DRJ’s 2024 artists in residence include:
Marisela Barrera, “Lechuza Guide to the Lone Star State”
“Lechuza Guide to the Lone Star State” is an original performance focused on historical and living personajes de Tejas, with a focus on the Rio Grande Valley, San Antonio and Dallas. “Lechuza” blends personal storytelling, Barrera’s particular style of jokes/rants, and a TED Talk-like approach to Texas as told through a Tejana lens. (@lamarisela)
Briana Blueitt, “Liberation Lineages: Linking Afro-Diasporic Fights for Land & Food Sovereignty”
“Liberation Lineages” (working title), an oral history and storytelling project, will focus on histories often omitted or distorted to challenge assumptions about Latinidad, Blackness and Indigeneity while connecting shared histories and struggles. Blueitt draws from her time traveling, studying and organizing between Texas and Mexico.
Veronica Castillo, “Volver a la Tierra”
“Volver a la Tierra” is a living installation with three components: a community consulta, an open-air community kitchen, and classes in clay sculpture and sustainability. The back patio of Galeria E.V.A. (Castillo’s gallery) will serve as an open-air mobile kitchen space where Castillo will lead cooking, nutrition, clay and sustainability classes. (@galeriaev)
Anel I. Flores, Pintada de Rojo: A Hybrid Graphic Memoir About Love, and Love, and Love
Through a survey of Flores’ multimedia visual art, illustrations, poetry, essay and other unnamed queer wonderings, Pintada is about understanding their life’s trauma through the love of writing and making art, connecting to source to come face-to-face with our inner child to understand our ancestors, our mother, our community and more. (@aneliflores)
Andre Renteria Menchaca
Renteria Menchaca will develop a chronicle telling individual stories of the members of Grupo VIDA (Victimas por sus Derechos en Acción/Victims for their Rights in Action), a citizen collective in the northern Mexican city of Torreón formed in response to narco terrorism by the Zetas cartel.
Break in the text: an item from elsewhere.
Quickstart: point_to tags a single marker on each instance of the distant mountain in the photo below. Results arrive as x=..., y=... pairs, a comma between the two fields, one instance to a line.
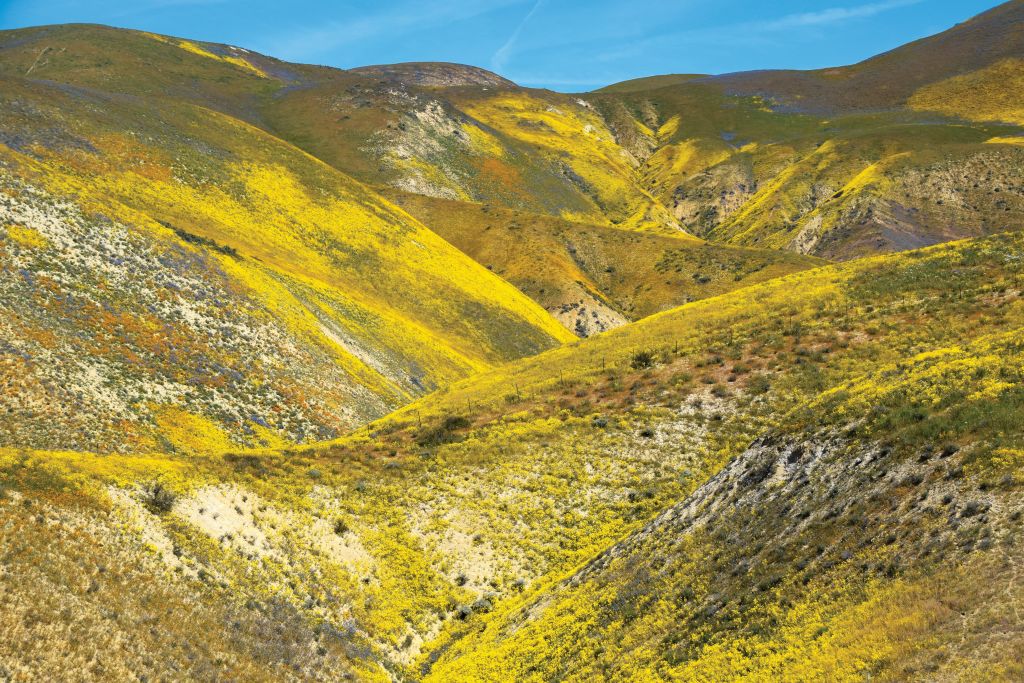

Since the group formed in 2015, hundreds of thousands of bone fragments in unmarked graves have been discovered.
Amalia Ortiz, “Punkera Diatriabas”
Ortiz’s band, Las Hijas de la Madre, includes Jacque Salame, Lilith Tijerina, Lety RZ, Kip Austin Hinton and Lorenzo Beas. A Chicanx feminist punk outcry for social change, “Punkera Diatriabas” will include new poem songs, choreography and costumes, and a staged performance of Chicanx spoken word and punk music. (@amalia.o)
Cruz Ortiz, “CORRIDOS SUPER MAS FUERTE”
“CORRIDOS SUPER MAS FUERTE” will continue the regional journalistic poetic ballad tradition in the Rio Bravo, West Texas and Central Texas areas. Using a solar-powered mobile printing press trailer, Ortiz will distribute live hand-printed corrido posters in six curated Tejanx towns and write and print corridos that reflect current social injustices, climate changes and Tejanx historical figures. (@cruzortizart)
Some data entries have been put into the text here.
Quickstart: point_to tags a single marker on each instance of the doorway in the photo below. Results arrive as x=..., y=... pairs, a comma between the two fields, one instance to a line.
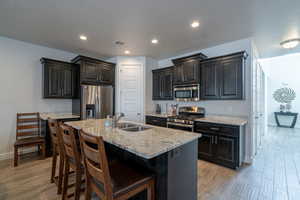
x=130, y=91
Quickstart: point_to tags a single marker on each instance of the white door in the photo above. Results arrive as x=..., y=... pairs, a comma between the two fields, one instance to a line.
x=258, y=106
x=130, y=85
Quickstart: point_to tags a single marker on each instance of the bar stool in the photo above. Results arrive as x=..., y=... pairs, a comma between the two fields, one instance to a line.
x=116, y=181
x=72, y=159
x=57, y=151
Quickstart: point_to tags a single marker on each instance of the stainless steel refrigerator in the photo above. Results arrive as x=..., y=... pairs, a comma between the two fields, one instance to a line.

Tanesha S. Payne, “In the Well”
“In the Well (working title)” is a multi-disciplinary work that uses performing and media arts to guide the audience through three vignettes. Each vignette explores racial dichotomies of labels experienced through examples of civic (dis)obedience throughout time. (@tanesha_payne1)
Andrea “Vocab” Sanderson, “The Echo Project: Legacy Continues”
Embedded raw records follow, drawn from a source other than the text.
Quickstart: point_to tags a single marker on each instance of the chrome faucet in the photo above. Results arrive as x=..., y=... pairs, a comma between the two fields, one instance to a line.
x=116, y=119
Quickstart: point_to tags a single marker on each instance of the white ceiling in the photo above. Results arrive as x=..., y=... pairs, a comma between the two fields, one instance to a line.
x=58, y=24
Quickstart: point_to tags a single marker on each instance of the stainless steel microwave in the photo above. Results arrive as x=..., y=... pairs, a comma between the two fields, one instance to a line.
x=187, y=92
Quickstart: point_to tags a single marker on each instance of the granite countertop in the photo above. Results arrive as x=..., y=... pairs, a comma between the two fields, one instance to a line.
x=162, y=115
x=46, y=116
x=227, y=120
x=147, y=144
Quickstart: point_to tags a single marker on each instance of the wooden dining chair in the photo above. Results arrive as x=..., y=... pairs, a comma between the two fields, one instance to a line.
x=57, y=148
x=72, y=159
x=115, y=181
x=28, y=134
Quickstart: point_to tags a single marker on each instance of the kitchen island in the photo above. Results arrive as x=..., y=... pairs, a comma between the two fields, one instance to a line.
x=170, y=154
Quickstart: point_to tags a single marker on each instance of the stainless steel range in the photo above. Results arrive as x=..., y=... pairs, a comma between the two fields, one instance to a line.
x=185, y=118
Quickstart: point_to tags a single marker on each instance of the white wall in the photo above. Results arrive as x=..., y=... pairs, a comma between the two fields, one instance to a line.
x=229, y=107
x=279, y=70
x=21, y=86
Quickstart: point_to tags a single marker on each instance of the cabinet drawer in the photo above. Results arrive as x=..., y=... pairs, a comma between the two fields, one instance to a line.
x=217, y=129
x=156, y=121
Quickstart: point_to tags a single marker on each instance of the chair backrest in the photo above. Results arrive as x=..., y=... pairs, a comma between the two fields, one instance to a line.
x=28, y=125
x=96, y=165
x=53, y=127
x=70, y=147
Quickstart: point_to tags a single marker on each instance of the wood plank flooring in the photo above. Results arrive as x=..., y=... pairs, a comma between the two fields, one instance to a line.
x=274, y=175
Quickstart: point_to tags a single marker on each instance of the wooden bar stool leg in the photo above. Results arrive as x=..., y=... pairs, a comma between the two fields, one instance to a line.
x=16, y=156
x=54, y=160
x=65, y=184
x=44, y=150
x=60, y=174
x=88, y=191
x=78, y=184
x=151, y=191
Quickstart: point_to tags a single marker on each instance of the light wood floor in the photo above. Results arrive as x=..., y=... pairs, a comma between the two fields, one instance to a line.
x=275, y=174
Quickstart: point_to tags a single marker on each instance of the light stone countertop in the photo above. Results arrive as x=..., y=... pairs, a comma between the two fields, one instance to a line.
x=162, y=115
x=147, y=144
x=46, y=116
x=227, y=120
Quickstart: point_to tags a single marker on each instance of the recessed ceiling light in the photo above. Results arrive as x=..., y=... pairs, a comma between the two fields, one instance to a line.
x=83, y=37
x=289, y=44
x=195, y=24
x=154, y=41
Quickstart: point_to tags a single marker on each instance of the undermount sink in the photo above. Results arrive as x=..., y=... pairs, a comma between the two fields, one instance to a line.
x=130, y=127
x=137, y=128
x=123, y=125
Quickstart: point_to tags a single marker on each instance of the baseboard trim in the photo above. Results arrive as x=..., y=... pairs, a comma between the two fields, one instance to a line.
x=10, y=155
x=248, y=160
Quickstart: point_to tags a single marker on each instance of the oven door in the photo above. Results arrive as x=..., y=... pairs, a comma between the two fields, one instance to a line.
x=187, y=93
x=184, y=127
Utilizing oral history practices, participants of “The Echo Project” will interview local leaders, activists and teachers to learn about the history and intersections of their communities. Workshops led by experienced and diverse local artists will foster student development as they reflect on what they learned and forge a creative space. (@vocabulous)
David Zamora Casas, “Lady Violencia and the Worship of Guns”
In collaboration with Barbara Renaud Gonzalez, Casas will co-organize a conference on violence. Local community leaders, educators and activists will be invited to two separate “platicas” — one in San Antonio and one in Uvalde — to deepen understandings about shared histories of Texas violence (@davidzamoracasasartist)
The DRJ Program, funded by the Andrew Mellon Foundation, is housed in the university’s Women’s Studies Institute and based in the College of Education and Human Development. It is funded by a $5 million grant originally received in 2021 and extended through 2024.